Forecasting Monthly Rainfall Using ANN and RNN Models: Case Study Batu Pahat, KLIA Sepang, Kuala Krai and Kuala Terengganu, Malaysia
DOI:
https://doi.org/10.11113/mjfas.v21n4.4364Keywords:
Rainfall, forecast, time series, artificial neural network, recurrent neural networkAbstract
Accurate rainfall forecasting is vital for a country’s preparedness in managing natural disasters caused by extreme weather, especially in Malaysia, which experiences catastrophic floods annually.
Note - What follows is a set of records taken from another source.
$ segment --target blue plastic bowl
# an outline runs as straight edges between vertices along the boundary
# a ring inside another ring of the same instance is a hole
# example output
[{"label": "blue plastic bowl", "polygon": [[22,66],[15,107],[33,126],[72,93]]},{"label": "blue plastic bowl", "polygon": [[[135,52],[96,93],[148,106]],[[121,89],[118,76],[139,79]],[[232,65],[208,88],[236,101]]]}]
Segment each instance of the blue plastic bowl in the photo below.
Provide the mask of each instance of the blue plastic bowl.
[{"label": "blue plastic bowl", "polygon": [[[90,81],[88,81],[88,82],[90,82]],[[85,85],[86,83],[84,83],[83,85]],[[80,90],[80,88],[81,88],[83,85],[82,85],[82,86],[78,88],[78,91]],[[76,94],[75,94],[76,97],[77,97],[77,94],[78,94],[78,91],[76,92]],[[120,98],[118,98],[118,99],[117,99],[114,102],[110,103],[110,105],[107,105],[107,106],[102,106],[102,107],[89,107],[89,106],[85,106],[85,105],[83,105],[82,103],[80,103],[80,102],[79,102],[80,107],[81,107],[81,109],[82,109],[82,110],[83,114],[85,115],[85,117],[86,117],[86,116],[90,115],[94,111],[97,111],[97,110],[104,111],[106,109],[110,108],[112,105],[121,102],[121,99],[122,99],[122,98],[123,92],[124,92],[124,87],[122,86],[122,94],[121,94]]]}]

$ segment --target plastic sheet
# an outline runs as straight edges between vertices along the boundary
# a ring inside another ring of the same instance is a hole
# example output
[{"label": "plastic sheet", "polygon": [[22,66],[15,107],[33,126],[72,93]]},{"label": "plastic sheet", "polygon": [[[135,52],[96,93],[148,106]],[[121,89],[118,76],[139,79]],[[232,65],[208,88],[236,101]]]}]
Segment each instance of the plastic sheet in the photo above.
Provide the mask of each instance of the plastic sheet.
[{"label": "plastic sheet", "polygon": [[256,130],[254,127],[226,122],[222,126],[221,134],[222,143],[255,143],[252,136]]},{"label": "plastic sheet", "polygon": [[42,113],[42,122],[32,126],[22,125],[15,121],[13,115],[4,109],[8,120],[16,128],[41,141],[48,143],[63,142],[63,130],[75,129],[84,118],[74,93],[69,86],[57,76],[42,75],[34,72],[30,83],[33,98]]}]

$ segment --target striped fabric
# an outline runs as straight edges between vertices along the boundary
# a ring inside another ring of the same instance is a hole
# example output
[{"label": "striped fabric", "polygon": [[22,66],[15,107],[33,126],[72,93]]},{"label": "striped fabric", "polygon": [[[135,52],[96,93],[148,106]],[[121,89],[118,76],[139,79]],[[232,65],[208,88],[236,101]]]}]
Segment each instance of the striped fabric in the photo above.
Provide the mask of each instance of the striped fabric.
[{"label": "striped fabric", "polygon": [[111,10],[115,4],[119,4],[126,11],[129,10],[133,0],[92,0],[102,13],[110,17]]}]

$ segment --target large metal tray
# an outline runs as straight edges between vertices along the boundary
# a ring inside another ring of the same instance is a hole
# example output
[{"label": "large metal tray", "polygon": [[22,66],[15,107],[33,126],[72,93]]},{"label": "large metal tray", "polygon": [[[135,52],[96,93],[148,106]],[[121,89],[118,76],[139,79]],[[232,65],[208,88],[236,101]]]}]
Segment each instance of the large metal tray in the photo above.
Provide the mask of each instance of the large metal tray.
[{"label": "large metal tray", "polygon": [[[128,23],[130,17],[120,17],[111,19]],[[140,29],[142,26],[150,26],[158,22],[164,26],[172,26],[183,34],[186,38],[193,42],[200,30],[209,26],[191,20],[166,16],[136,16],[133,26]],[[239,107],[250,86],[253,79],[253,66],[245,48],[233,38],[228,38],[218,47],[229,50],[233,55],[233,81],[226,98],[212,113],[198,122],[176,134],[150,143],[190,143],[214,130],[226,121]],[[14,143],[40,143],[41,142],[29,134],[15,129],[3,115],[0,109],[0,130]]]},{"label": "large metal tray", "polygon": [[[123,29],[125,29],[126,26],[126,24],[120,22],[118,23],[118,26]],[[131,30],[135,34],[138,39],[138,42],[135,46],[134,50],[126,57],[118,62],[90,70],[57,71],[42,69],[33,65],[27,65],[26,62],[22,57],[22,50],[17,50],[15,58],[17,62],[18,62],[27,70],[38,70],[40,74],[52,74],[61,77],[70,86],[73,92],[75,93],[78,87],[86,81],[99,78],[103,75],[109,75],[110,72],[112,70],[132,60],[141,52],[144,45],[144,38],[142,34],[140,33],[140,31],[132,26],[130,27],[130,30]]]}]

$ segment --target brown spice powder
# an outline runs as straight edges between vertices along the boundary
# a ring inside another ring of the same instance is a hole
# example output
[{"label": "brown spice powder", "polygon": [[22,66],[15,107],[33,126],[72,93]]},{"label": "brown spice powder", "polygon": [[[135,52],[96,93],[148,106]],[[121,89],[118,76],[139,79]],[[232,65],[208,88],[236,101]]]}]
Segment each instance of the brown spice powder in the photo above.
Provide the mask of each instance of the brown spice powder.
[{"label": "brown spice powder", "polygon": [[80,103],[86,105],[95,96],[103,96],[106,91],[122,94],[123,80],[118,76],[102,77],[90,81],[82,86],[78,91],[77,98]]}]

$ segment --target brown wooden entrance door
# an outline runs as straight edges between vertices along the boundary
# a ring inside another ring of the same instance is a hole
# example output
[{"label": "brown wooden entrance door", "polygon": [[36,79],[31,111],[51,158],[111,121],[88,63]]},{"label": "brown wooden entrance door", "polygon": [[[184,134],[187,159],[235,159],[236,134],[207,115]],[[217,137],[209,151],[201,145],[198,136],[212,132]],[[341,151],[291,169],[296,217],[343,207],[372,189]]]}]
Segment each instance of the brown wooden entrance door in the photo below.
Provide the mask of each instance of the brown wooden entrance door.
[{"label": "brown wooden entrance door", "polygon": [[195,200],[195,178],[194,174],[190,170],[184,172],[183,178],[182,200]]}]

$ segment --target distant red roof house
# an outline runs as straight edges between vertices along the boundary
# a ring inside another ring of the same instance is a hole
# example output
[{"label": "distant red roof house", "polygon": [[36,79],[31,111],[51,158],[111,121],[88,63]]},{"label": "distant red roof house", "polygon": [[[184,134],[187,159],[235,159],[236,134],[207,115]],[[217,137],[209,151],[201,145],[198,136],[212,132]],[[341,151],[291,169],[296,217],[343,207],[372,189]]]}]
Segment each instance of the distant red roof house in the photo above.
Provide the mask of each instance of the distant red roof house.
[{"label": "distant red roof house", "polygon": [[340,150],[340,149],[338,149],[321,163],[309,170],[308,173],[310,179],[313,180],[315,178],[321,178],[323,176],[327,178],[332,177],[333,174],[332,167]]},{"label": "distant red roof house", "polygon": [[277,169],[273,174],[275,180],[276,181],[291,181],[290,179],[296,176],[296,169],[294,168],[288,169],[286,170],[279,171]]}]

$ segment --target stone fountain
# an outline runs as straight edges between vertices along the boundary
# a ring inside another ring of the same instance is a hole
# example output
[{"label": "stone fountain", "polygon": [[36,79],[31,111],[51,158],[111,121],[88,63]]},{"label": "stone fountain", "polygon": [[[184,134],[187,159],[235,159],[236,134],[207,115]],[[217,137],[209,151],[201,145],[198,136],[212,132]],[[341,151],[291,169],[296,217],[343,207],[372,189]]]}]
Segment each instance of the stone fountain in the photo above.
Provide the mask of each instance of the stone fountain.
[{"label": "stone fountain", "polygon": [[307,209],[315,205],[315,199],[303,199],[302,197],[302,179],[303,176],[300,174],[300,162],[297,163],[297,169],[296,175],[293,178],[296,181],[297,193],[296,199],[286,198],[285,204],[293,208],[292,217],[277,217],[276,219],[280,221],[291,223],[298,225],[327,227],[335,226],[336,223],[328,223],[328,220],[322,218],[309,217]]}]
This study focuses on forecasting rainfall in Batu Pahat, Kuala Krai, KLIA Sepang, and Kuala Terengganu - areas that have been severely affected by flooding in recent years. Two of the stations are prone to seasonal monsoon floods, while the others frequently experience flash floods. Analysing rainfall patterns in these areas is essential to evaluate how accurately forecasting models can perform across different regions. In this study, Artificial Neural Network (ANN) and Recurrent Neural Network (RNN) models were applied to monthly rainfall data from 1999 to 2021. For in-sample performance, RNN outperformed ANN at Batu Pahat and KLIA Sepang, while ANN performed slightly better at Kuala Krai and Kuala Terengganu, although the error differences were minor. This indicates that while ANN may fit certain patterns better, RNN generally showed more consistent accuracy. For out-of-sample forecasts, RNN achieved lower error measurements across most stations due to its ability to capture temporal dependencies in sequential data. Therefore, RNN presents a more robust model for rainfall forecasting, supporting the government’s efforts to mitigate flood risks.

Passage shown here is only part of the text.